Sunday, 24 November 2013

An Armchair Traveller's History of The Silk Road

An Armchair Traveller's History of The Silk Road

by Jonathan Clements

Hardcover: 320 pages
  • Publisher: The Armchair Traveller at the BookHaus (11 Nov 2013)
  • Language: English
  • ISBN-10: 1907973788

The Silk Road is not a place, but a journey – a route from the edges of the Mediterranean to the central plains of China, through high mountains and inhospitable deserts. For thousands of years its history has been a traveller’s history, of brief encounters in desert towns, snowbound passes and nameless forts.

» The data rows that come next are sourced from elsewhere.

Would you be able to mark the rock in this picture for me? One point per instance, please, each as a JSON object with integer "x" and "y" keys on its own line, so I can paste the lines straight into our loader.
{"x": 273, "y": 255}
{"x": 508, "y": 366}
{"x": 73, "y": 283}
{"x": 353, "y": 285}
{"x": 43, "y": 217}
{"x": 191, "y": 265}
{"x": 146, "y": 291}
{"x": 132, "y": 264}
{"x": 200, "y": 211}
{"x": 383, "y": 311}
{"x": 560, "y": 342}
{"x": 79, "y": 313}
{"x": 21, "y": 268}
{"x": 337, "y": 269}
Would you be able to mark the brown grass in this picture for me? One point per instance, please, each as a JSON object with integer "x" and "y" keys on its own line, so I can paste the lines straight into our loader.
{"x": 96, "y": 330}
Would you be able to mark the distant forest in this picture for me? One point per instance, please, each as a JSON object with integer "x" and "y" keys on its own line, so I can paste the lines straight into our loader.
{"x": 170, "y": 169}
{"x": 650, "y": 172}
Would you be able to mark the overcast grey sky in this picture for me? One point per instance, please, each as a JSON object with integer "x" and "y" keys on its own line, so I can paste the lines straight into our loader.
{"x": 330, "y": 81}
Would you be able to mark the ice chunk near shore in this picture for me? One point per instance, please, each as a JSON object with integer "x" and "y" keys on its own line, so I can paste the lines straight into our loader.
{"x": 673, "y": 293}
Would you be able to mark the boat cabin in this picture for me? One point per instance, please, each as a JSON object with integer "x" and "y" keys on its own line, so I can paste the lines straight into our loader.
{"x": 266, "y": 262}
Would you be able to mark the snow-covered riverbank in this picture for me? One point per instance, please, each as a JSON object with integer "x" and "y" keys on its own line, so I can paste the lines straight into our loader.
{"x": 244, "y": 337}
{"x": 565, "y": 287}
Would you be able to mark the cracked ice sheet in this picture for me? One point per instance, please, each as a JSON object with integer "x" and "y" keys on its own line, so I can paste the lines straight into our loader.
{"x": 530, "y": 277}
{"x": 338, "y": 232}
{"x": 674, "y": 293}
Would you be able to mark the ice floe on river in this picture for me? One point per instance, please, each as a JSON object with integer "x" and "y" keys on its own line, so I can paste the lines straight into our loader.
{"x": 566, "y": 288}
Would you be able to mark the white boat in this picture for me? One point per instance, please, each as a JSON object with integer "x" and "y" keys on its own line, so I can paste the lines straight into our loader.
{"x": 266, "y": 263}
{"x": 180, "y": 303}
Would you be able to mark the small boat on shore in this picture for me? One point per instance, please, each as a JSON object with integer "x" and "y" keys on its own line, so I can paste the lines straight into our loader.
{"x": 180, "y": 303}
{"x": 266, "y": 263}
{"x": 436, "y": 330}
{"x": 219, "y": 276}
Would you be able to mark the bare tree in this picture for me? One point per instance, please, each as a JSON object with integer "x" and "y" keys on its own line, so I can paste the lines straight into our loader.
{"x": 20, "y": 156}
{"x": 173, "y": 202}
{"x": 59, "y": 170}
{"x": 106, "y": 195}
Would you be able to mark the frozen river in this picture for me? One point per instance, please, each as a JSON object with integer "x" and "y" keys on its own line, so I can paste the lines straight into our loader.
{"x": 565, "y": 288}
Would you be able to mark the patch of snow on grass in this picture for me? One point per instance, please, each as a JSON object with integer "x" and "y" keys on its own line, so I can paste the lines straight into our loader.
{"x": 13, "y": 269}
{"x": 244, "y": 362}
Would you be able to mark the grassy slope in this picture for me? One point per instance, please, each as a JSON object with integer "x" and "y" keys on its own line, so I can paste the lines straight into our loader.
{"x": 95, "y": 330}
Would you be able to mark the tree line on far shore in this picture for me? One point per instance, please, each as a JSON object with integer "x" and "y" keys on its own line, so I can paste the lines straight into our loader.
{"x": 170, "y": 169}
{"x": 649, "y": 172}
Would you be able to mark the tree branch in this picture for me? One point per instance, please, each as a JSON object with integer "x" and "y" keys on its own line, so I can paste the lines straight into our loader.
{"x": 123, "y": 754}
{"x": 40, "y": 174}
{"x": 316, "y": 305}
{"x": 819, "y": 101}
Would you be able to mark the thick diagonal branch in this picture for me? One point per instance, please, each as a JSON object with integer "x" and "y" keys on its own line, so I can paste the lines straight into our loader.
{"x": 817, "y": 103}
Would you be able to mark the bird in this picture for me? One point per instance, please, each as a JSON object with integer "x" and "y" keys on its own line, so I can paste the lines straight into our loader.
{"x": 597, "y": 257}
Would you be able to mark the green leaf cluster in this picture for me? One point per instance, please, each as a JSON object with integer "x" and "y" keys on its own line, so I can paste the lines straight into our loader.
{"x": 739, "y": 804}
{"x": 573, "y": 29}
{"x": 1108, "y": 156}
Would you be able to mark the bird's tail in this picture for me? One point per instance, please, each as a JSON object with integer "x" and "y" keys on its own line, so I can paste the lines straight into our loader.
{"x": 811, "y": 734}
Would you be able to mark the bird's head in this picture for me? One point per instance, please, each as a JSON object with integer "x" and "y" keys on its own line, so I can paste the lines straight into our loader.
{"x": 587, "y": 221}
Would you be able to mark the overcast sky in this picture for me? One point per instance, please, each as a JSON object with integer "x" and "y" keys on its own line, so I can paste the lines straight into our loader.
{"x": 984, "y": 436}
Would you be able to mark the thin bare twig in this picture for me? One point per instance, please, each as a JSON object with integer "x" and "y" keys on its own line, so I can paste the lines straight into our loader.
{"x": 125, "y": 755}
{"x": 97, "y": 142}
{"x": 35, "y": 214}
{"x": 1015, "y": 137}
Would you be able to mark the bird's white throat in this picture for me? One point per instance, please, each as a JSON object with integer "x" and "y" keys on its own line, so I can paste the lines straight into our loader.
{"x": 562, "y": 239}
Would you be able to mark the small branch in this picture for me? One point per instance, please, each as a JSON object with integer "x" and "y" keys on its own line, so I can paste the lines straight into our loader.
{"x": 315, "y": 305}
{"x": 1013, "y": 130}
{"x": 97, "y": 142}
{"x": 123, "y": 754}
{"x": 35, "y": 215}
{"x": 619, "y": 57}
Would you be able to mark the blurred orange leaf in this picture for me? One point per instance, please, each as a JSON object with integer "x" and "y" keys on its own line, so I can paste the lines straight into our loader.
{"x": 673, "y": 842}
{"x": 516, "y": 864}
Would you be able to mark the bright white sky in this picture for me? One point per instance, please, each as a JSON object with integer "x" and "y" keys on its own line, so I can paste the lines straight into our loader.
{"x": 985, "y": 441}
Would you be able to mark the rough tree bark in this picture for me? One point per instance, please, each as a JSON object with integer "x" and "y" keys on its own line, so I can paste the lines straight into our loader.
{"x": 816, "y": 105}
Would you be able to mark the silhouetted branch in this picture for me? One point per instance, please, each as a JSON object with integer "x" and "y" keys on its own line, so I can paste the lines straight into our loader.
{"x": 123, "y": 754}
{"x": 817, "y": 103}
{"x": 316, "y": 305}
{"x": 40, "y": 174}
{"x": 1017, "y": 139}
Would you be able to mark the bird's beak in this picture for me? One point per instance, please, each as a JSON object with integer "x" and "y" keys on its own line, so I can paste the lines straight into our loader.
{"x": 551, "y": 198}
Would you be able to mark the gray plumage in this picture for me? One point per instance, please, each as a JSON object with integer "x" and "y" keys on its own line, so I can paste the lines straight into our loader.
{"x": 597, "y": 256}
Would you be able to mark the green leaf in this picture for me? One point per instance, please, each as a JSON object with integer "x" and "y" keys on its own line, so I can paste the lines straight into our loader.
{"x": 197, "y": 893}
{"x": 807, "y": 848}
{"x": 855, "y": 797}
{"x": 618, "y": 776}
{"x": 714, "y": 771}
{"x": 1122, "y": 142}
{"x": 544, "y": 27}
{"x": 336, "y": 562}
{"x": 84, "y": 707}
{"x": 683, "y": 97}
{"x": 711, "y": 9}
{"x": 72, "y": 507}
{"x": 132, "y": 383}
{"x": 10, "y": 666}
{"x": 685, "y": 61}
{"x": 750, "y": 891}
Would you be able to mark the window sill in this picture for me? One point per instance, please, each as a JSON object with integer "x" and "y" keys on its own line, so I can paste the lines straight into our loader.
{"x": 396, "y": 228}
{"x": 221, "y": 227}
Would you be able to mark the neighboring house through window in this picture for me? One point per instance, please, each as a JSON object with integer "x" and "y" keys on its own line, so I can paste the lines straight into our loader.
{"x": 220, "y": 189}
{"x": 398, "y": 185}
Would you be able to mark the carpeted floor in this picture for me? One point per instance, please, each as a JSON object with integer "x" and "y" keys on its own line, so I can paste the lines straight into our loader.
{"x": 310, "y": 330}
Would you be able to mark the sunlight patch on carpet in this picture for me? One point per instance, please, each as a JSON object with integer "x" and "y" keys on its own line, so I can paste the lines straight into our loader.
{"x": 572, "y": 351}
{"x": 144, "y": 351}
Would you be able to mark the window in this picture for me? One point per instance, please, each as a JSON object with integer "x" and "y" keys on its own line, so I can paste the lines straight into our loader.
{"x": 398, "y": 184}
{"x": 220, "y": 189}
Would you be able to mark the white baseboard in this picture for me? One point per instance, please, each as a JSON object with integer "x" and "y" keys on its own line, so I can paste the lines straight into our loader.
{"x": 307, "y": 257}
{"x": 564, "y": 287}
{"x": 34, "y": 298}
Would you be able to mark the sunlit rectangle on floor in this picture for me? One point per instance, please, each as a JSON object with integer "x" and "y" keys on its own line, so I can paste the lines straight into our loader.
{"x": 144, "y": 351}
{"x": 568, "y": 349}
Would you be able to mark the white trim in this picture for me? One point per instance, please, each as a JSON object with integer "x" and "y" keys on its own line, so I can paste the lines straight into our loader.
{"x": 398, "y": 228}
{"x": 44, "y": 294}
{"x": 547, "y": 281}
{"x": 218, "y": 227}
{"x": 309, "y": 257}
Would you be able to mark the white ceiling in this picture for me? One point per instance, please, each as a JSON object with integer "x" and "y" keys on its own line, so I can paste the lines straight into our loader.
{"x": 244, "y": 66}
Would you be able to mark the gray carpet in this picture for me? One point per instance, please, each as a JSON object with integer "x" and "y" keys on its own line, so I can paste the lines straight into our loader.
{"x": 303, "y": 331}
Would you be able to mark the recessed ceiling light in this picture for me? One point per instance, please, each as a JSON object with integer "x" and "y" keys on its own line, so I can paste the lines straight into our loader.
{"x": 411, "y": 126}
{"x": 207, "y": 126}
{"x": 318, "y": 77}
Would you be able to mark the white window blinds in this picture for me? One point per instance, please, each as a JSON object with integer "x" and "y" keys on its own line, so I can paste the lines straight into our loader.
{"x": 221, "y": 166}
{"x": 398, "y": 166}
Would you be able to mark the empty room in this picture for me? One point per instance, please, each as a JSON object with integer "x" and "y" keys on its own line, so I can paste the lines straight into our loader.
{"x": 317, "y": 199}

It was the conduit that first brought Buddhism, Christianity and Islam into China, and the site of much of the ‘Great Game’ between 19th-century empires. Today, its central section encompasses several former Soviet republics, and the Chinese Autonomous Region of Xinjiang. The ancient trade route controversially crosses the sites of several forgotten kingdoms, buried in sand and only now revealing their secrets. An Armchair Traveller’s History of the Silk Road not only offers the reader a chronological outline of the region’s development, but also provides an invaluable introduction to its languages, literature and arts. It takes a comprehensive and illuminating look at the rich history of this dynamic and littleknown region, and provides an easy-to-use reference source. Clements pays particular attention to the fascinating historical sites which feature on any visitor’s itinerary and special emphasis is also given to the writings and reactions of travellers through the centuries.